Elektroniczne bransolety od 1 stycznia 2011 roku będą mogli założyć także skazani z apelacji poznańskiej, gdańskiej i rzeszowskiej. Z dozoru elektronicznego mogą korzystać osoby skazane na karę do 1 roku pozbawienia wolności.
Dołączenie kolejnych apelacji, według szacunków Ministerstwa Sprawiedliwości, ma spowodować, że z dozoru będzie mogło jednocześnie skorzystać 4 tysiące osób. Skazanych, którzy odbywają karę w domu, jest dziś 396. 184 osoby elektroniczną bransoletę już zdjęły.
Karę w systemie dozoru elektronicznego mogą odbyć osoby, które zostały skazane między innymi za jazdę rowerem po spożyciu alkoholu, za niepłacenie alimentów lub grzywien. Kara pozbawienia wolności, jaka zostanie orzeczona w stosunku do osoby chcącej skorzystać z bransolety, nie może być dłuższa niż rok. O taką karę mogą się ubiegać też skazani, którzy rozpoczęli już odbywanie kary w więzieniu.

Miejsce stałego pobytu

Sąd zezwala na skorzystanie z elektronicznego dozoru tylko tym, którzy mają miejsce stałego pobytu, a pełnoletni współlokatorzy wyrażają zgodę na przebywanie pod jednym dachem ze skazanym. By dana osoba mogła założyć bransoletę, do jej domu musi zostać doprowadzony prąd.
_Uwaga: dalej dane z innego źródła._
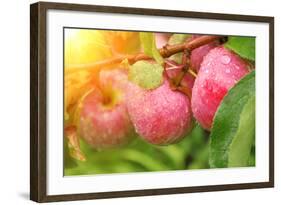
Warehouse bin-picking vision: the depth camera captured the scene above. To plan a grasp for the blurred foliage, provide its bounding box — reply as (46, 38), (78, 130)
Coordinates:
(64, 125), (209, 175)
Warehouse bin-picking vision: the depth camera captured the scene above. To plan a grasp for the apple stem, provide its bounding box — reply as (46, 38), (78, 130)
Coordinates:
(65, 35), (225, 73)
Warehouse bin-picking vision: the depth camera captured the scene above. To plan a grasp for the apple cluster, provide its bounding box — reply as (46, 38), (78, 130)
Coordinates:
(76, 35), (249, 149)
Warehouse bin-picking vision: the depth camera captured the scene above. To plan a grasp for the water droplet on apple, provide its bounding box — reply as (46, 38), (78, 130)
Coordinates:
(221, 55), (231, 65)
(225, 68), (230, 73)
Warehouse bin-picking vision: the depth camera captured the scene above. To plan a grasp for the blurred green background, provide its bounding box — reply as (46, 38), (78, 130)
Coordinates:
(64, 125), (212, 175)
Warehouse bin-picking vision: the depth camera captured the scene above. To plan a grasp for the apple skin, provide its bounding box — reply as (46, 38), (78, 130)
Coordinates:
(126, 77), (192, 145)
(190, 35), (219, 72)
(79, 70), (136, 149)
(165, 60), (195, 89)
(191, 46), (249, 130)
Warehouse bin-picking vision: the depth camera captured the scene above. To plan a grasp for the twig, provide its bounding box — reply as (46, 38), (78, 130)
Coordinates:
(65, 35), (224, 73)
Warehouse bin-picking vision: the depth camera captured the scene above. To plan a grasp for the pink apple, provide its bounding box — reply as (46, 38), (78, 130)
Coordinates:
(79, 69), (135, 149)
(127, 77), (192, 145)
(191, 46), (249, 130)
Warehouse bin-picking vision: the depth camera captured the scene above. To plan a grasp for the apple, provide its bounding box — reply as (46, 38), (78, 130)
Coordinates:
(79, 69), (135, 149)
(126, 79), (192, 145)
(191, 46), (249, 130)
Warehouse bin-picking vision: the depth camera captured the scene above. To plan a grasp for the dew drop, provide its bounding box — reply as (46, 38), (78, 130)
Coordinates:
(221, 55), (231, 65)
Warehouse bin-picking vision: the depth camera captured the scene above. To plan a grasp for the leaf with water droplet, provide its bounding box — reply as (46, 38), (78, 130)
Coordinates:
(209, 71), (255, 168)
(225, 36), (256, 61)
(168, 33), (191, 64)
(128, 61), (164, 90)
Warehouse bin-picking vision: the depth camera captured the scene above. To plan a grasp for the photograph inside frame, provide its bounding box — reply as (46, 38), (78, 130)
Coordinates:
(63, 27), (255, 176)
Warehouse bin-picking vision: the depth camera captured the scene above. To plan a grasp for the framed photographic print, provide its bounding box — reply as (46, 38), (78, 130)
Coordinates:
(30, 2), (274, 202)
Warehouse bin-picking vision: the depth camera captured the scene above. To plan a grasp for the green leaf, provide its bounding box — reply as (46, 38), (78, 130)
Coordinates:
(128, 61), (164, 89)
(225, 36), (256, 61)
(140, 32), (164, 65)
(168, 33), (191, 45)
(168, 33), (191, 64)
(209, 71), (255, 168)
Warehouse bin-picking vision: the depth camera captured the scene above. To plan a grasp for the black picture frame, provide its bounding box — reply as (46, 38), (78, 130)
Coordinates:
(30, 2), (274, 202)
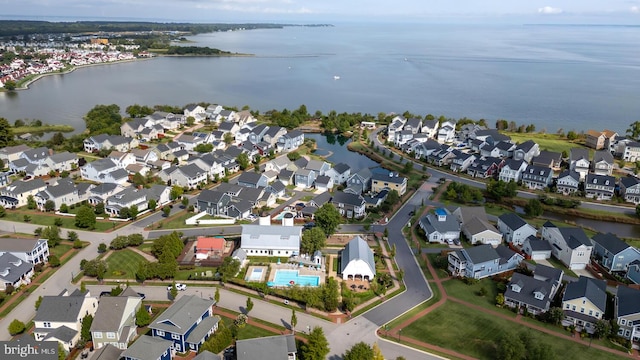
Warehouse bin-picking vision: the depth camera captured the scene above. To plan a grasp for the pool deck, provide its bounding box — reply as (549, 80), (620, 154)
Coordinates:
(266, 264), (327, 284)
(244, 265), (269, 282)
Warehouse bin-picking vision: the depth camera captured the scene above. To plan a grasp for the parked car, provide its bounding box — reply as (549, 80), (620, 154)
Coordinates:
(167, 283), (187, 291)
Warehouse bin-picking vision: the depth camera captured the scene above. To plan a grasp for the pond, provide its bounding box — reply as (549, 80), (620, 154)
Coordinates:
(304, 133), (379, 173)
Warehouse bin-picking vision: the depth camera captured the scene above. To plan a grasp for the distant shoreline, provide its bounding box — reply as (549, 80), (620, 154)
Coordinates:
(16, 58), (153, 91)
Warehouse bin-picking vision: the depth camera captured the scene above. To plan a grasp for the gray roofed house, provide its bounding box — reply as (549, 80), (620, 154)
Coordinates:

Budynek ten musi również znajdować się na obszarze objętym zasięgiem GPS.
Skazany ma obowiązek poinformować osobę prowadzącą centralę monitorowania o gotowości do założenia bransolety i zainstalowania urządzenia stacjonarnego w domu. Odbywa się to w czasie nie dłuższym niż 24 godziny od momentu doręczenia skazanemu pozwolenia na odbywanie kary poza zakładem karnym. Osoba, która nie dopełni obowiązku, musi liczyć się z możliwością trafienia do zakładu karnego. Odbywanie kary w domu nie jest obowiązkowe. Jeśli nawet skazany spełnia wszystkie określone warunki, nie jest zobowiązany do złożenia wniosku z prośbą o odbywanie kary w systemie dozoru elektronicznego.

Ważna każda minuta

Osoby, które zdecydują się na założenie bransolety, są przez 24 godziny na dobę monitorowane. Skazani mogą przebywać poza domem, ale wszystkie informacje związane z wyjściem, np. przedział czasowy, są wprowadzane do systemu. Sygnał emitowany ze stacjonarnego urządzenia monitorującego skazanego odbierany jest w Centrali Monitorowania w Warszawie. Tam natychmiast wiadomo o każdym naruszeniu, jakiego dopuści się skazany, bez względu na to, czy będzie to trzydziestosekundowe spóźnienie, czy próba ściągnięcia bransolety. W zależności od rangi zdarzenia do skazanego wysyłany jest albo patrol interwencyjny, albo Centrala Monitorowania nawiązuje z taką osobą połączenie telefoniczne. Oprócz Centrali Monitorowania skazanych mogą monitorować za pośrednictwem internetu sędziowie, kuratorzy oraz pracownicy sekretariatu pochodzący z danej apelacji. Osoby te mają jednak ograniczony dostęp do systemu, a każda z nich musi mieć imienną, kryptograficzną kartę dostępu do aplikacji.

Więcej bransolet

System funkcjonuje od września 2009 roku. Elektroniczne bransolety noszą już skazani z apelacji warszawskiej, białostockiej, lubelskiej i krakowskiej. Łącznie w tych apelacjach karę mogło jednocześnie odbywać 2 tysiące skazanych. Tymczasem, jak informuje Ministerstwo Sprawiedliwości, liczba skazanych, którzy faktycznie zostali objęci dozorem, wynosi jedynie 578.
W styczniu 2012, kiedy system zacznie funkcjonować także w apelacji katowickiej, łódzkiej, szczecińskiej i wrocławskiej karę będzie mogło jednocześnie odbywać 7500 skazanych.
PRZYKŁAD
Skazany z dozorem elektronicznym może wyjechać z miasta
Skazany może opuścić swój dom, czyli miejsce, w którym odbywa karę w systemie dozoru elektronicznego, nawet na tydzień. Osoba, która nosi bransoletę, musi jednak wskazać istotny powód, np. problemy ze zdrowiem, ważne przyczyny rodzinne, a nawet osobiste. Zezwolenie na wyjazd wydaje sądowy kurator zawodowy. Wraz ze skazanym musi wówczas przebywać osoba najbliższa lub osoba godna zaufania.